At the lab, Marina borrowed some soap and a pot, and when she was in the river took off her dress and held herself under the warm clouded water for some time. There was a complicated, ineffectual shower rigged up behind the lab that required hauling bags of water up from the river and running them through a filtering system but it would have been no match for all she was hoping to remove. Bringing her head above the surface, opening her eyes to the light falling at a low slant across the water, she was surprised to find that she no longer felt afraid of the river. She would have thought it would be the other way around. She scrubbed her dress and then used the rough fabric of the dress to scrub herself, then sank a final time and swam back into her clothes. She emerged dripping from the water still stinking, though perhaps not as much. Then she convinced the Lakashi women to let her put a pot of water down at the edge of their fire and while she waited for it to heat up a woman came and sat behind her, combing out Marina’s wet hair with her fingers and then braiding it. If there were men in the tribe who hoped to one day escape their circumstances by becoming naturalists, the women all seemed to share a common dream of hairdressing. There was no more denying their desire to groom than one could stop those little African birds from riding on the backs of crocodiles and pecking out insects, and while Marina had fought them at first, pulling their hands from her hair whenever they gathered it back, she had finally given over to it. She had learned to relax beneath their touch. While the woman braided and tugged, Marina watched the river, counting the fish that popped the surface. She counted eight in all.
When her hair was finished and the water was hot enough she carried it back to the porch. It was finally getting dark and the evening was lovely and young. While the bats spun out of dead trees to announce the dusk, Marina washed the snake off of Easter. He woke up just enough to squint at her vaguely while she worked her cloth down his arms and between his toes. She wiped his face and rubbed his hair and was very gentle as she wiped down his stomach and chest which were already blossoming into a spectrum of purple and green. When she was finished he turned himself over with great difficulty and let her do the other side.
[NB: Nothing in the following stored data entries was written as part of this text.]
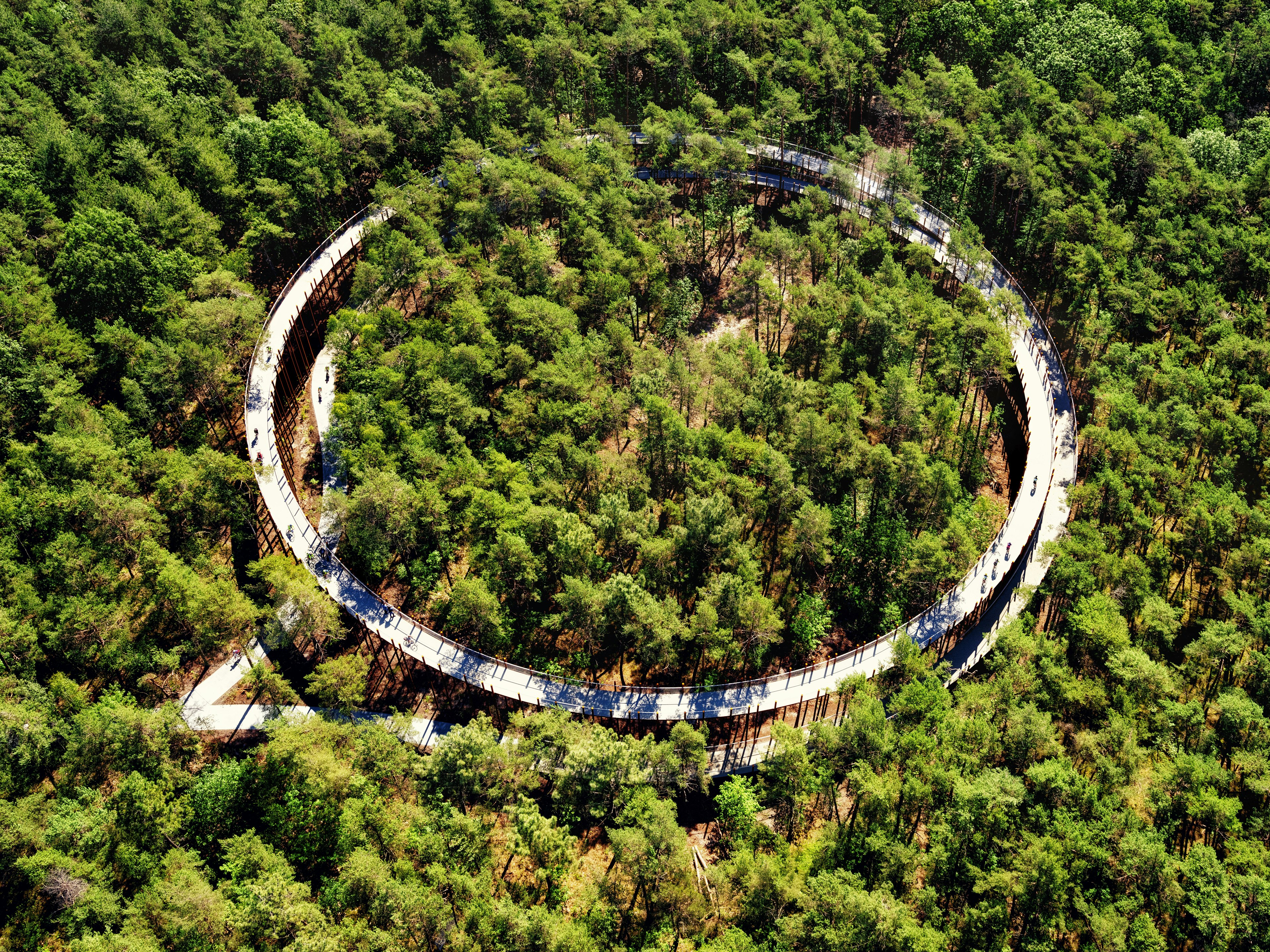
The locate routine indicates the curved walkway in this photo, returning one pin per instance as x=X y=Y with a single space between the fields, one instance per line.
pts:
x=1037 y=516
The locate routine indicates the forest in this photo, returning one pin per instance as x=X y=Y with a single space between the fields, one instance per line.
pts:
x=635 y=428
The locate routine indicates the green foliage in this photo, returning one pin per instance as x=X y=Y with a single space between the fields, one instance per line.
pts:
x=340 y=682
x=554 y=469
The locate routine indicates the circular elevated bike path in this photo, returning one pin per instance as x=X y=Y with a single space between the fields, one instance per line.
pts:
x=981 y=605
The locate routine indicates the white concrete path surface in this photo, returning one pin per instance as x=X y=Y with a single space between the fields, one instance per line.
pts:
x=322 y=391
x=1034 y=518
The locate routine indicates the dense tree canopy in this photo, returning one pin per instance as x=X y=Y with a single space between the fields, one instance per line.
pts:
x=629 y=427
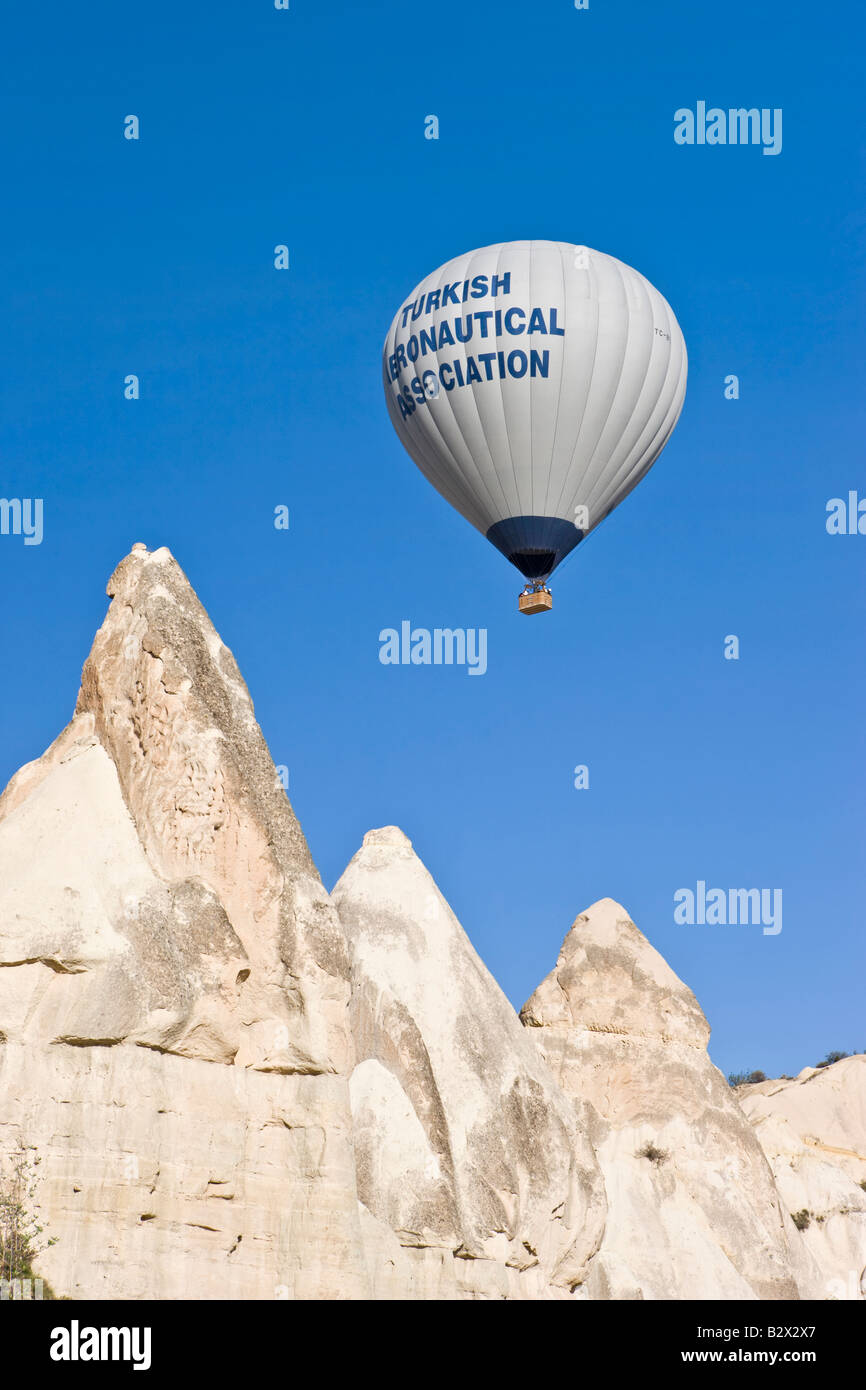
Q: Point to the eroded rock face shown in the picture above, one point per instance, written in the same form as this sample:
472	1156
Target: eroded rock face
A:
466	1150
813	1132
692	1211
174	983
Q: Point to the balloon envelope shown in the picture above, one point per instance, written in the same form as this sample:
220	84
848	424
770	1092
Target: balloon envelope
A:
534	384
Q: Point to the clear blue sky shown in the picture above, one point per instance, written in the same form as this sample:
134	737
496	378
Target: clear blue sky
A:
259	388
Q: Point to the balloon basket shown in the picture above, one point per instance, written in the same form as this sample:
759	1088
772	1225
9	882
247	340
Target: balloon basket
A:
535	599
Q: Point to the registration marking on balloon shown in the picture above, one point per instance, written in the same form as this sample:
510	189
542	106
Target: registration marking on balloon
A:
534	384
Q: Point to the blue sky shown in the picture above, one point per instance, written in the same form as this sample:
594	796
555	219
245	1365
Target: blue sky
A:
259	388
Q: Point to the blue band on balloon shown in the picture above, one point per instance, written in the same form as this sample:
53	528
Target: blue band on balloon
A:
535	545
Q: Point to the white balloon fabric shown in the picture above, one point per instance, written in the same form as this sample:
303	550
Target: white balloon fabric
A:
534	384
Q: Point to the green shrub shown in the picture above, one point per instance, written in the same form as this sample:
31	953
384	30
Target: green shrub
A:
20	1232
655	1155
831	1058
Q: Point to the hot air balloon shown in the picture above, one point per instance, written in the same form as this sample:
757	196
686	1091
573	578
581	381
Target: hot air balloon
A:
534	384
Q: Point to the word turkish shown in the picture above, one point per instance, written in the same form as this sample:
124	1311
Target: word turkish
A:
476	288
737	906
734	127
442	647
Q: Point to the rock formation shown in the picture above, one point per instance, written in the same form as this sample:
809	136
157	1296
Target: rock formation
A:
464	1144
813	1132
692	1208
239	1087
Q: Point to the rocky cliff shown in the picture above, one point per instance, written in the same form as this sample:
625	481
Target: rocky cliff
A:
242	1087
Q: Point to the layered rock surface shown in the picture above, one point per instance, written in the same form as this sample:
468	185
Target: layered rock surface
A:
239	1087
692	1209
174	984
466	1147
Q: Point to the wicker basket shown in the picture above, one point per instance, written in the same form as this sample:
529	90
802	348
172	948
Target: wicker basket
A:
537	602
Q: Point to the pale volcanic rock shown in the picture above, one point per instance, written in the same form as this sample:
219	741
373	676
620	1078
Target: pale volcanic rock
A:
813	1132
464	1146
174	988
692	1211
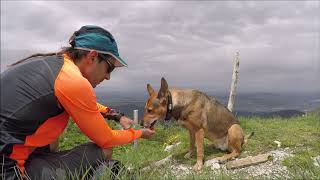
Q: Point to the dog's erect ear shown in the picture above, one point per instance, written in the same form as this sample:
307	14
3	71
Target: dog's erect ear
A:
163	89
150	89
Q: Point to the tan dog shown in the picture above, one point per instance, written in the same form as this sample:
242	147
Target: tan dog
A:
202	115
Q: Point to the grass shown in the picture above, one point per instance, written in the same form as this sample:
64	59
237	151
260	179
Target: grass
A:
301	134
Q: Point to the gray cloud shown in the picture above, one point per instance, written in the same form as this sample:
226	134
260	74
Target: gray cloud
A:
192	44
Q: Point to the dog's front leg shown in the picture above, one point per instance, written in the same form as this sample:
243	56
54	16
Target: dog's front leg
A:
191	145
199	135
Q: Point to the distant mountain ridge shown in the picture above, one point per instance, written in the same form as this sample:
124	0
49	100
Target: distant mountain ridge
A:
249	104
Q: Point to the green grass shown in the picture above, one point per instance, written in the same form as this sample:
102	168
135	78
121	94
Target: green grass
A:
301	134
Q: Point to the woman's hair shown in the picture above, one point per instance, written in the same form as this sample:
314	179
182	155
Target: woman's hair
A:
74	54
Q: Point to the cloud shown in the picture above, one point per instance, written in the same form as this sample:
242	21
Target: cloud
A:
191	43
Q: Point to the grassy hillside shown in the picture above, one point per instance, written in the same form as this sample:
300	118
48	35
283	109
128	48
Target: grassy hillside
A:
300	134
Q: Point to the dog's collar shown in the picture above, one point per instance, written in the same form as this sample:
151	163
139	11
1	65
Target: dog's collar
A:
169	107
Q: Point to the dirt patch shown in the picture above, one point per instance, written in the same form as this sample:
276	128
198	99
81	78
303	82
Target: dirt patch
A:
272	167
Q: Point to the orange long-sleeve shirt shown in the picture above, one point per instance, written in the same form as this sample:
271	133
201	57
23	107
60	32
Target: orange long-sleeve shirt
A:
76	95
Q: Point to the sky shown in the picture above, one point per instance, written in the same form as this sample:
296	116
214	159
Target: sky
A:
190	43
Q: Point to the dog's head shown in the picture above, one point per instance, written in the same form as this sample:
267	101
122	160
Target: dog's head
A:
156	106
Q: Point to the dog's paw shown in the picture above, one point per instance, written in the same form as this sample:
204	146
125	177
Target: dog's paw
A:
198	166
188	155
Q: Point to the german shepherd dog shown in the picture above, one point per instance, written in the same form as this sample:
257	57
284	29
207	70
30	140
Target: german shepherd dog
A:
202	115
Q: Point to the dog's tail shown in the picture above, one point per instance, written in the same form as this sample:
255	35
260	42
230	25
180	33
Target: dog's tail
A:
248	136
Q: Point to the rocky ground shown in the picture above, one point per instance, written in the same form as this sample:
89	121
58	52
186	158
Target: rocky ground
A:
272	167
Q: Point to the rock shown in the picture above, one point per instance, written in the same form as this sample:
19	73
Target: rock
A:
278	143
159	163
316	161
213	164
170	147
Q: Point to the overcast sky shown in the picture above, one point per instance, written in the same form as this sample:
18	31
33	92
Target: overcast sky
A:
191	44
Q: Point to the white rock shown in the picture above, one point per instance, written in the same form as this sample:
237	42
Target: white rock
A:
159	163
213	164
316	161
170	147
278	143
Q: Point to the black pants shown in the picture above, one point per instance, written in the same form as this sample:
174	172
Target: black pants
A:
76	163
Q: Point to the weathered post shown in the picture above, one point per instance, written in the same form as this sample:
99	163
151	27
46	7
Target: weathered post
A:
135	119
232	95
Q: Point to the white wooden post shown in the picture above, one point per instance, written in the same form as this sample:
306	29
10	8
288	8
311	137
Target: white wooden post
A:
135	119
234	82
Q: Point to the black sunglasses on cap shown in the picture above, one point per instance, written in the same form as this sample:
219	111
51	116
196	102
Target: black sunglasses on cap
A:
107	59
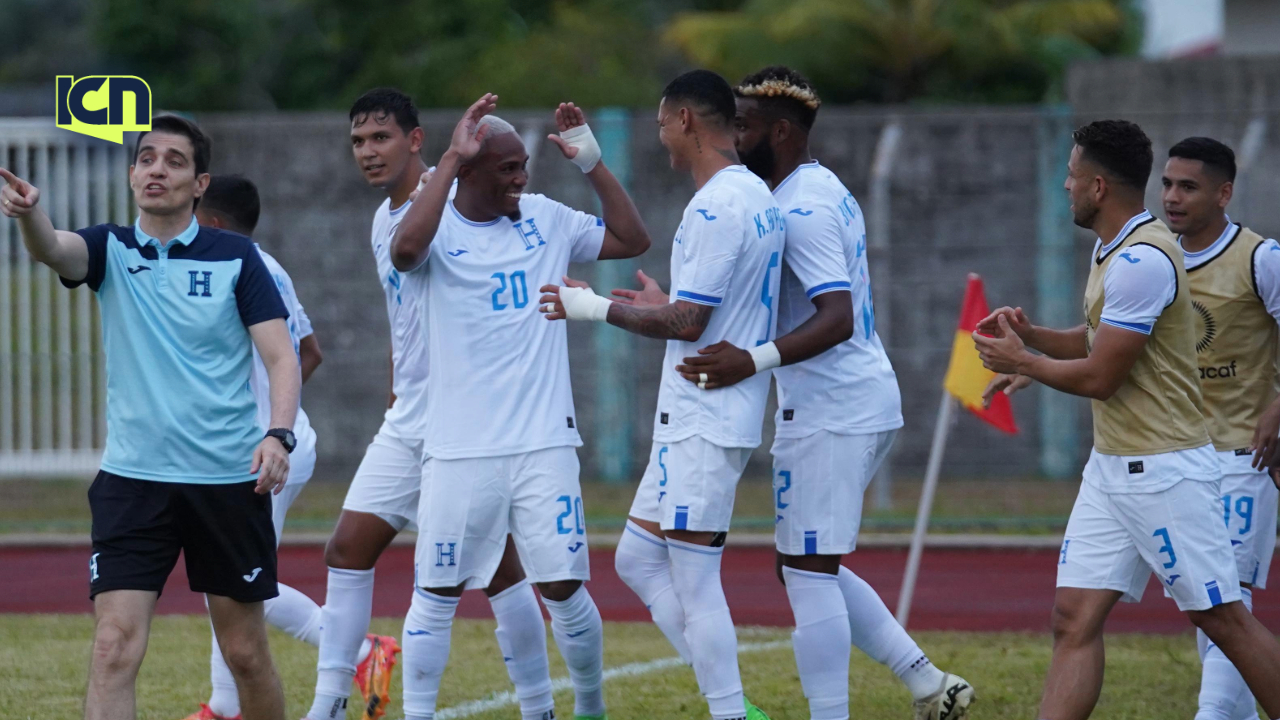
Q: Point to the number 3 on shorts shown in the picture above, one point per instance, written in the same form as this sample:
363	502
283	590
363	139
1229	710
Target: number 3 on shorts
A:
572	506
1168	548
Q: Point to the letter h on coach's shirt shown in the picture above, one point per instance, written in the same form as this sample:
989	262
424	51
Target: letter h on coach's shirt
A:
178	354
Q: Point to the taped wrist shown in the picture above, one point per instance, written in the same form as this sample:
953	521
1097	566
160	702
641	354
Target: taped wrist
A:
583	304
766	356
588	149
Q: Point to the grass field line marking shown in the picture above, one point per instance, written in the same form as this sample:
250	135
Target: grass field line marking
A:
630	670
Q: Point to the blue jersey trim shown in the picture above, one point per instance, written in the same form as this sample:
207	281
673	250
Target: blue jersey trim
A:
1136	327
828	287
699	299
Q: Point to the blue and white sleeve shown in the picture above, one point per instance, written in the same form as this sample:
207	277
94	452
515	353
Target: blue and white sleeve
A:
1138	286
712	241
816	253
1266	276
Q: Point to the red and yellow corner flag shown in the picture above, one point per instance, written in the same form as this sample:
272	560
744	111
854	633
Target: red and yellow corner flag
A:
967	378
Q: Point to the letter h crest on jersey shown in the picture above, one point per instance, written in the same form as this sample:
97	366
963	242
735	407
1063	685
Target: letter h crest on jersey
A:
529	233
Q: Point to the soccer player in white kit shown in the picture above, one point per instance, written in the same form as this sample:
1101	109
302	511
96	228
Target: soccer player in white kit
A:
231	203
723	287
501	428
839	408
383	499
1148	501
1234	278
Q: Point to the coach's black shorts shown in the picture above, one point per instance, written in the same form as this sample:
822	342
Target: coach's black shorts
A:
224	531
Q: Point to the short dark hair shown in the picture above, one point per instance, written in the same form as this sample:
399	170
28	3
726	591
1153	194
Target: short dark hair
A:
387	101
707	90
173	124
234	197
1215	155
1120	147
784	92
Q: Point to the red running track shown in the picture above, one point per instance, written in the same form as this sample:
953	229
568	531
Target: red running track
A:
960	589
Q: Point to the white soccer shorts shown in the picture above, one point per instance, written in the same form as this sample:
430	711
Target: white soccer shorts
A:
471	505
302	464
1249	509
1115	541
690	484
818	486
388	481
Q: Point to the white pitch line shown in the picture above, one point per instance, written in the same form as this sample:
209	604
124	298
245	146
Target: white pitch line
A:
630	670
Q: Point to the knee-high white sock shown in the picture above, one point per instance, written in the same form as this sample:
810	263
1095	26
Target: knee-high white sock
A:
821	642
343	625
425	647
877	633
580	637
295	613
708	627
641	561
224	700
522	639
1224	695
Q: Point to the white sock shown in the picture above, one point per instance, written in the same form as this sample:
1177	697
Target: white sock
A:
643	564
522	639
425	647
708	627
1224	695
821	641
877	633
224	700
343	625
580	637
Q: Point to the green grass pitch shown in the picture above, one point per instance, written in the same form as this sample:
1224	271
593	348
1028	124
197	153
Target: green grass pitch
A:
44	661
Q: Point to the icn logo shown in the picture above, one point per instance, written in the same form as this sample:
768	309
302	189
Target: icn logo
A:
104	106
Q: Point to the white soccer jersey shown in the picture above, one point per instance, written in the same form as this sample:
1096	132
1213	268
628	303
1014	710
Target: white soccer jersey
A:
499	369
300	327
406	418
850	388
727	254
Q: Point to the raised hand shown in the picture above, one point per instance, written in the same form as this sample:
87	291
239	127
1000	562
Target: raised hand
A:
18	197
467	135
549	304
649	292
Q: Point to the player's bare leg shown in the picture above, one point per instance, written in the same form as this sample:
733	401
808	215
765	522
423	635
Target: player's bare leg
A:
241	632
1074	677
1248	645
122	627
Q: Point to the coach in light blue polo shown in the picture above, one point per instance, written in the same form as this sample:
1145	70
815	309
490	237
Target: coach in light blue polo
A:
187	469
174	318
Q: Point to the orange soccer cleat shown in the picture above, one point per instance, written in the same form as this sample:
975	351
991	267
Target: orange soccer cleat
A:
374	675
205	714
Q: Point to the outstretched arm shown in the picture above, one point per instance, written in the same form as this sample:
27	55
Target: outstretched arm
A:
416	231
625	235
65	253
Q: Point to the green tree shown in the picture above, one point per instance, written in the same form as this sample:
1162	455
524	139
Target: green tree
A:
900	50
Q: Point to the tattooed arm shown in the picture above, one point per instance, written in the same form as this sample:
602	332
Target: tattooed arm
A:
676	320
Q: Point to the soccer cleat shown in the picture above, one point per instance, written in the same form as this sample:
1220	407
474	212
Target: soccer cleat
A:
754	712
374	675
951	701
205	714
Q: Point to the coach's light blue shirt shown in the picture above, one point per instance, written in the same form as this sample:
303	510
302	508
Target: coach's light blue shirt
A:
178	354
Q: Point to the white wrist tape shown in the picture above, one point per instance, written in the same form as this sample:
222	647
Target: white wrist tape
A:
588	149
583	304
766	356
She spread a clean sheet beneath him the way she had seen nurses do, it was a skill she had forgotten she had: change a bed with someone in it. So he had been a cannibal once, if only in another lifetime. In light of all that had happened it was hardly worth mentioning.
It was on the fourth morning after the trip to the trading post that Marina saw Dr. Budi and the second Dr. Saturn walking through the jungle. It was very early, much earlier than she normally would be out, but something had crawled beneath the net above her bed and bitten her near the elbow and the bite, now swollen and hot, had prevented her from going back to sleep. She used what scant morning light was available to inspect the snake’s long-lasting tattoo that had deepened the color of Easter’s bruises to eggplant and spread from his armpits to his groin. When she had assured herself yet again that these bruises were merely horrible and not a sign of some underlying medical catastrophe, she dislodged herself from the sleeping child and went in search of the coffee that Dr. Budi, always working, was sure to have made. It was still fifteen minutes short of full daylight when she saw her colleagues on the other side of a giant termite mound, the ground between them trembling with industry. She waved and called good morning and they stopped abruptly, looking at her as if she were the last person they had ever expected to see in the Amazon. After a pause, Dr. Saturn leaned down to whisper something in Dr. Budi’s ear and Dr. Budi, after what appeared to be consideration, nodded her approval. The two doctors then made their way towards her, cutting a wide berth around the termites.